Kara sounds like she’s already made her mind up, and Cat knows she’ll have to be completely truthful if she wants to make it out of this still married. Kara’s always said Kryptonians don’t have divorce but she doesn’t want to test that particular fun fact after this fight.

“I wasn’t wearing the ring because I lost it,” she admits, hating every word. She knows how much that ring meant to Kara and she’s been searching all day trying to find where it was.

She doesn’t remember taking it off because Kara’s right. She never takes it off. The alloys won’t rust or take damage, so there’s no reason. And it fits perfectly, not loose enough to fall off and not tight enough to restrict blood flow. There’s absolutely no reason it should be anywhere but on her finger and yet it isn’t there.

“You...you lost the ring?” Kara echoes, looking more devastated than Cat had anticipated. “The ring made from my mother’s necklace?”

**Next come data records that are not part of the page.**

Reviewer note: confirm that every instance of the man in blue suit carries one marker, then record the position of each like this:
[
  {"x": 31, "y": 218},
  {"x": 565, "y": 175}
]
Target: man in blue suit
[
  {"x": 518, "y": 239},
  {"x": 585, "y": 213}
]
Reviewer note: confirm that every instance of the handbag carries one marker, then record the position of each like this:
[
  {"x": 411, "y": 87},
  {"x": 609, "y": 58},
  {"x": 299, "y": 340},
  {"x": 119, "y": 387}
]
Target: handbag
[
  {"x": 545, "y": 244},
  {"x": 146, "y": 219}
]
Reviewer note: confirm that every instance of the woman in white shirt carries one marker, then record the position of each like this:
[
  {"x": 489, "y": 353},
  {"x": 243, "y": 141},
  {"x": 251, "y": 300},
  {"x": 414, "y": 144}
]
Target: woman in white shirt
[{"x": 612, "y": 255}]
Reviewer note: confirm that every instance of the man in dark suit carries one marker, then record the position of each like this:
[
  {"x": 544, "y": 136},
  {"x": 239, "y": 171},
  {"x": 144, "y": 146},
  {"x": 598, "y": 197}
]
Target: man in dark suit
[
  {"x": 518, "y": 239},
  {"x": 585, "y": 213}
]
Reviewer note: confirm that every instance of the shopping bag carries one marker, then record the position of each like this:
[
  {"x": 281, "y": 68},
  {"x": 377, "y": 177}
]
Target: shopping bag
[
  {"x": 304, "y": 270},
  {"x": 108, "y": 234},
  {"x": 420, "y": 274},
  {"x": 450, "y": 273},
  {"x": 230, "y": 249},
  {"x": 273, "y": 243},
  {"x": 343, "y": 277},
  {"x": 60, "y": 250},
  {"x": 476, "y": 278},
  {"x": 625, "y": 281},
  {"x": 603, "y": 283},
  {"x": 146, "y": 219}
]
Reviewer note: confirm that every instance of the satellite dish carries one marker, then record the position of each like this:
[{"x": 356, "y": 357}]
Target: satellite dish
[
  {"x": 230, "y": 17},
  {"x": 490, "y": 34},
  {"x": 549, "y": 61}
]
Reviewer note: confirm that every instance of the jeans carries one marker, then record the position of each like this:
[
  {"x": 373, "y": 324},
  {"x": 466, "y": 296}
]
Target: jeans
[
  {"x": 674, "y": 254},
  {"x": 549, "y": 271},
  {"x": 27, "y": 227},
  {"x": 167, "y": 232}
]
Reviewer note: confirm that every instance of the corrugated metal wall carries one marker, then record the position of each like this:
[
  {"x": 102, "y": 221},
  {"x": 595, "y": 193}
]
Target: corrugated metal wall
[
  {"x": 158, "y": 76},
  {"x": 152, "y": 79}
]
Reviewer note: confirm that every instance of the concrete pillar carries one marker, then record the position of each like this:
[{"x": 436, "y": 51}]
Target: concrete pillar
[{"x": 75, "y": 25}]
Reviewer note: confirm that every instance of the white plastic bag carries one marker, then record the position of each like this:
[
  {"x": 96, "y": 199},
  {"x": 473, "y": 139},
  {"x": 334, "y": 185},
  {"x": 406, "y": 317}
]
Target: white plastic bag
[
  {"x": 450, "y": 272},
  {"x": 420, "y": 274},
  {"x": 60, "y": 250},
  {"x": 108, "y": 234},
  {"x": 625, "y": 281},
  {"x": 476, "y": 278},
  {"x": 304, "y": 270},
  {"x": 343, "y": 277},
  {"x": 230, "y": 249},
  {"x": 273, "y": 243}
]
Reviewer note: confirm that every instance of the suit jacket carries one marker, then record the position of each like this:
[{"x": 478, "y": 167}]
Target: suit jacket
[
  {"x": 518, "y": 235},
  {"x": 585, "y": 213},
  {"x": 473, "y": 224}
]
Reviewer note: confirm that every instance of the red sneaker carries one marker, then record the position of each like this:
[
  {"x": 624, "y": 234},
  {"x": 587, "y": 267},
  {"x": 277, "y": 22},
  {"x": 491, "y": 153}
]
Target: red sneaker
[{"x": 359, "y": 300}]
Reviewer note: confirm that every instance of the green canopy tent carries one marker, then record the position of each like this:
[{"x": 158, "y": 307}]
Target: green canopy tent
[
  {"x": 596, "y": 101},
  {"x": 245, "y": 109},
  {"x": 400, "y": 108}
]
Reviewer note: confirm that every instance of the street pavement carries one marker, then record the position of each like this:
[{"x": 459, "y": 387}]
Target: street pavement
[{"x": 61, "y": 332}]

“Yes, and I swear I’ve been looking, Kara. I swear. I retraced my steps all afternoon and it was nowhere. I was going to tell you when I got home, but then I got the call about a possible investment for the Tribune and I got sidetracked.” God she hates this, hates the look on her wife’s face. It’s why she never takes it off. She’s lost wedding rings before, gone through the screaming matches that followed as her ex husbands accused her of not caring about their marriage.

They’d been right, but this time was different. This time she does care and it’s killing her inside.

Kara doesn’t say another word and Cat steps hesitantly to her side. The silence is worse than the yelling and Cat wants desperately to wave her hand and fix this. Go back to whatever moment in time she took the ring off and smack some sense into her past self. She hates that she can’t even remember when it happened. She’d just looked down and it was gone.

“Kara, darling, are you okay?” Cat asks when the silence stretches on. “Talk to me, please?”

“I almost wish you had been cheating on me,” Kara says eventually, distantly. She won’t look at Cat, no matter that her words are slowly shattering a heart barely mended after years of disappointments. “My mother’s necklace, Cat. The last thing I had of her. Of my planet.”

Cat knows all this. She can remember clearly what Kara said as she slipped the ring on her finger at their wedding. “Keep it safe for me.” The same thing she’d whispered every time she handed it to Cat or Alex before a major fight. And now Cat had let her down.

“I was going to ask Winn to run a scan for the metal type,” Cat says, the words spilling from her quickly as she tries to find the magic combination that will ease Kara’s pain. She’s so bad at this part of relationships, at making things right with the people she loves. It’s so much easier to throw resources at a problem until it goes away but she knows Kara doesn’t care about that. She cares about the effort. “I don’t know where it is, Kara, but I’m going to find it.”

Kara just nods, still not looking at Cat. And there’s the sneaking suspicion at the edge of Cat’s mind that she won’t, not until the ring is found.